Anton Tchekhov


 Anton Tchekhov est né en 1860 à Taganrog. En 1876, lorsque
son père épicier fait faillite, la famille Tchekhov s’enfuie à Moscou pour échapper aux créanciers. Seul Anton reste pour terminer ces études. Il ne rejoint sa famille que trois ans plus tard et s’inscrit à la faculté de médecine. 

Pour subvenir aux besoins des siens, il collabore à diverses revues humoristiques et commence à écrire, sans grand succès, pour le théâtre. Devenu médecin, il exerce à Moscou, publie son premier recueil « Les Contes de Melpoméne » et fréquente les milieux du théâtre. « Ivanov » est représenté en novembre 1887 et suscite une vive polémique. En 1888, il écrit « L’Ours » et en 1888-1889, « La Demande en mariage ». Sa première pièce à succès, écrite en 1897, est « La Mouette ». En 1899 « Oncle Vania » est crée puis, en 1903 il publie ses dernières oeuvres, « La Fiancée » et « La Cerisaie », et meurt en le 2 juillet 1904 à Badenweiler. 

Ouvert aux influences modernes les plus diverses, Anton Tchekhov n’en est pas
moins l’un des grands écrivains russes du 19ème siècle, toujours intéressé par les
problèmes humains. Son oeuvre a eu une influence importante sur des écrivains aussi
différents que Maxime Gorki et Katherine Mansfield.

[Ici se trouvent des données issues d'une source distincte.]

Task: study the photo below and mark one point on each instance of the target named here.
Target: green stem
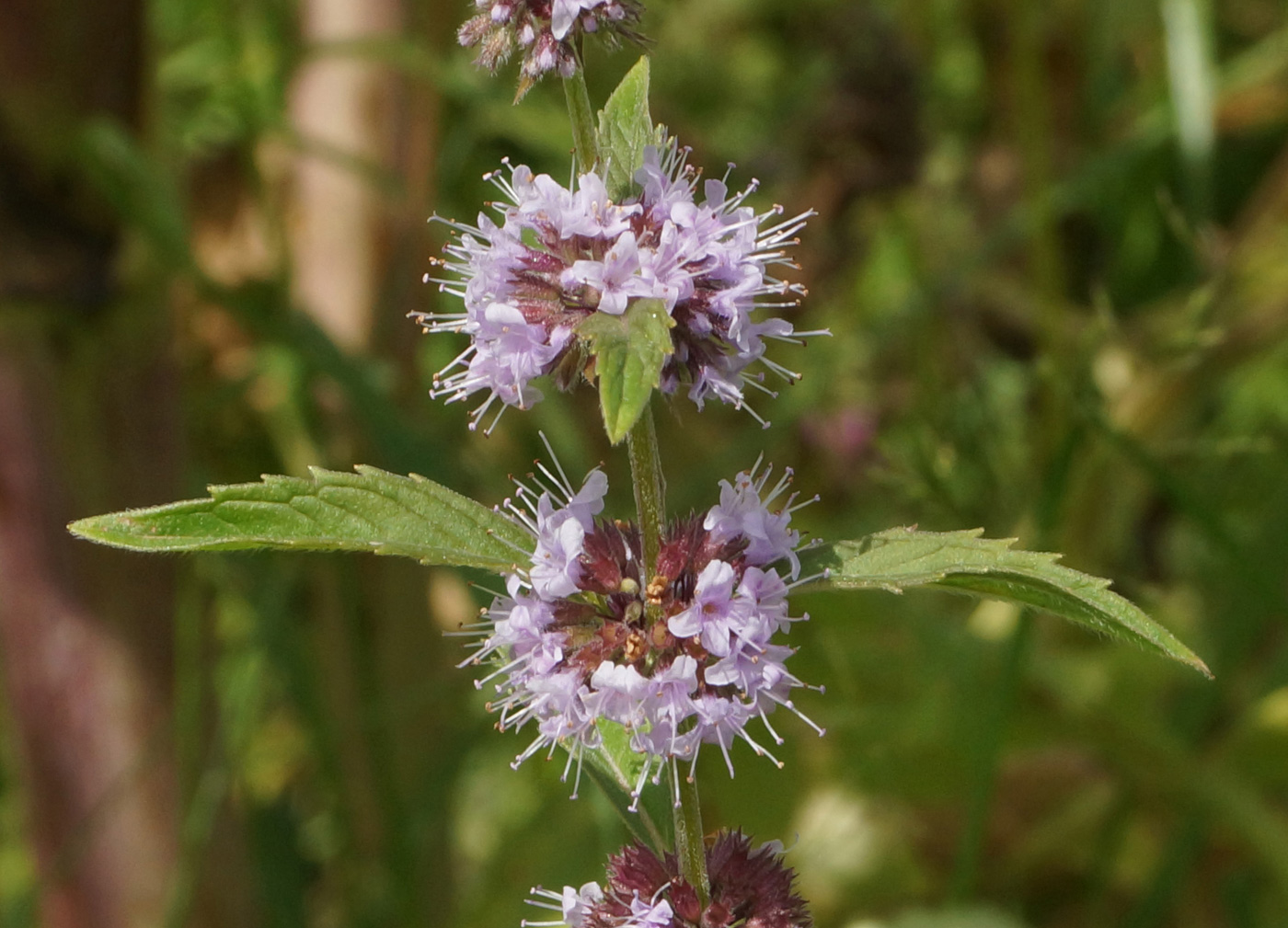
(650, 488)
(650, 499)
(689, 850)
(582, 119)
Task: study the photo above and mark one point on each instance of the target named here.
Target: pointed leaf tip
(965, 561)
(630, 351)
(627, 129)
(369, 510)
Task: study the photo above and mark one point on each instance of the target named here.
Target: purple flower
(680, 658)
(558, 257)
(546, 31)
(747, 887)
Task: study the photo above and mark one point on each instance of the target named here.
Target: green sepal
(902, 559)
(332, 511)
(628, 350)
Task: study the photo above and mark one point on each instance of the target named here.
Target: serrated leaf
(625, 129)
(630, 350)
(901, 559)
(370, 510)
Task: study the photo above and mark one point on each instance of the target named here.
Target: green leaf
(628, 351)
(615, 769)
(898, 559)
(332, 511)
(625, 129)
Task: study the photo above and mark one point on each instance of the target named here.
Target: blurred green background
(1052, 246)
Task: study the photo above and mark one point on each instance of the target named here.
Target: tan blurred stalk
(340, 107)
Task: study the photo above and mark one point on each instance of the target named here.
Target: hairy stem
(582, 119)
(650, 488)
(650, 499)
(689, 850)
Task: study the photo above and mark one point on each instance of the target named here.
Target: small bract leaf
(332, 511)
(628, 350)
(901, 559)
(625, 129)
(615, 770)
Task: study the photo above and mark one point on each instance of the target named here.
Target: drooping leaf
(625, 129)
(628, 351)
(901, 559)
(332, 511)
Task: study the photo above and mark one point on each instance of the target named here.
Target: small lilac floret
(560, 255)
(581, 636)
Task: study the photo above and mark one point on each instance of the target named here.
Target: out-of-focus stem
(582, 120)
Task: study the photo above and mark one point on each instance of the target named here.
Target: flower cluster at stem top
(546, 29)
(558, 257)
(680, 656)
(749, 887)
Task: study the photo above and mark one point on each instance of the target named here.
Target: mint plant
(627, 644)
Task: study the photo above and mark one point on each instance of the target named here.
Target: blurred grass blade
(899, 559)
(138, 189)
(366, 511)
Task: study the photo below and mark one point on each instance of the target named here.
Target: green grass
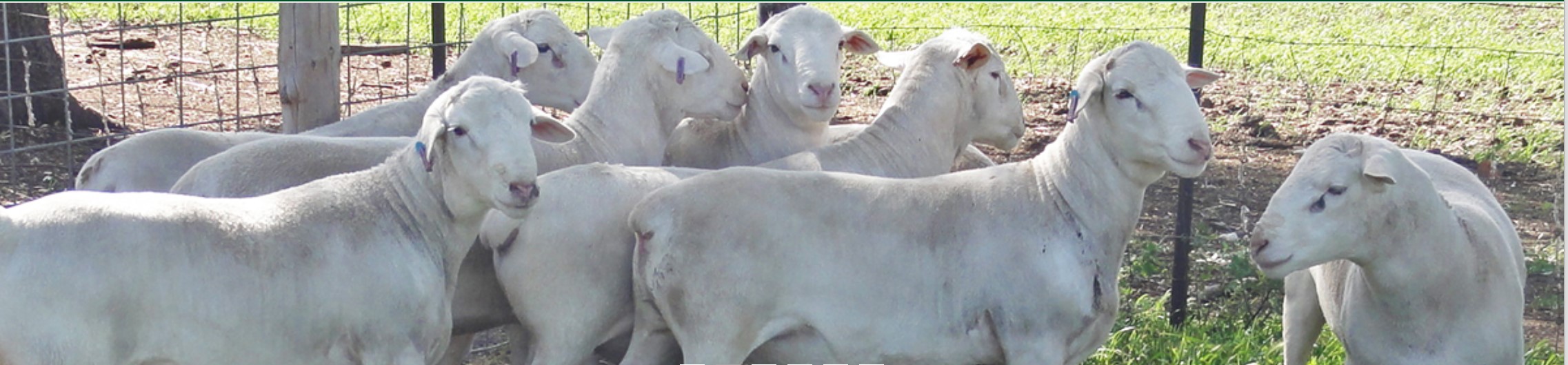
(1143, 335)
(1239, 323)
(1247, 39)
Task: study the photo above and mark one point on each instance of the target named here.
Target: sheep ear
(1200, 77)
(679, 60)
(979, 55)
(896, 60)
(858, 43)
(518, 49)
(601, 37)
(1378, 170)
(550, 129)
(754, 44)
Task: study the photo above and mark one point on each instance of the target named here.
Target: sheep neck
(916, 130)
(765, 124)
(1409, 254)
(1078, 171)
(612, 124)
(418, 201)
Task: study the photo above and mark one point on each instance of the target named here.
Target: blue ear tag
(513, 65)
(1072, 106)
(681, 70)
(419, 148)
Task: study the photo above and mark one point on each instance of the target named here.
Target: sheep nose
(1203, 148)
(822, 91)
(524, 192)
(1258, 244)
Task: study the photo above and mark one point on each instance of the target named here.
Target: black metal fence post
(1180, 261)
(767, 10)
(438, 38)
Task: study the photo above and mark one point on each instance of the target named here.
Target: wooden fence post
(308, 65)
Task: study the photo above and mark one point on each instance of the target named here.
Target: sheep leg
(459, 350)
(1027, 350)
(1303, 319)
(651, 348)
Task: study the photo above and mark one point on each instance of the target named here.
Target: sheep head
(1327, 207)
(1142, 107)
(539, 49)
(802, 55)
(471, 141)
(685, 66)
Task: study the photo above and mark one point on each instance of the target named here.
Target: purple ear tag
(419, 148)
(681, 70)
(515, 70)
(1072, 106)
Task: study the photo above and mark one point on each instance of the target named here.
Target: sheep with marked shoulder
(665, 70)
(356, 268)
(921, 132)
(1404, 254)
(532, 46)
(567, 275)
(657, 65)
(968, 159)
(794, 95)
(828, 270)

L’on dit parfois que « tous ces personnages, comme les mouettes, errent sans but, battent désespérément des ailes, s'épuisent en de vaines paroles et meurent de leur impuissance, abattus par quelques chasseurs. » Et pourtant ce monde désenchanté reste imprégné de grâce, une flambée de poésie éclaire cette société finissante.
Gorki écrivait à Tchekhov « Vos contes sont des flacons élégamment taillés, remplis de tous les arômes de la vie. » De son côté, Tolstoï le comparait à Maupassant : « L'illusion de la vérité est complète chez Tchekhov. Ses textes produisent l'effet d'un stéréoscope. On dirait qu'il jette les mots en l'air n'importe comment, mais comme un peintre impressionniste, il obtient de merveilleux résultats avec ses coups de pinceau » Tchekhov qui, sans doute, ne croit ni à Dieu ni au diable continue de croire à l'avenir de l'homme. La société peut être améliorée, les individus seront moins cruels, moins égoïstes. Le travail, la force libératrice de la science promettent le bonheur futur.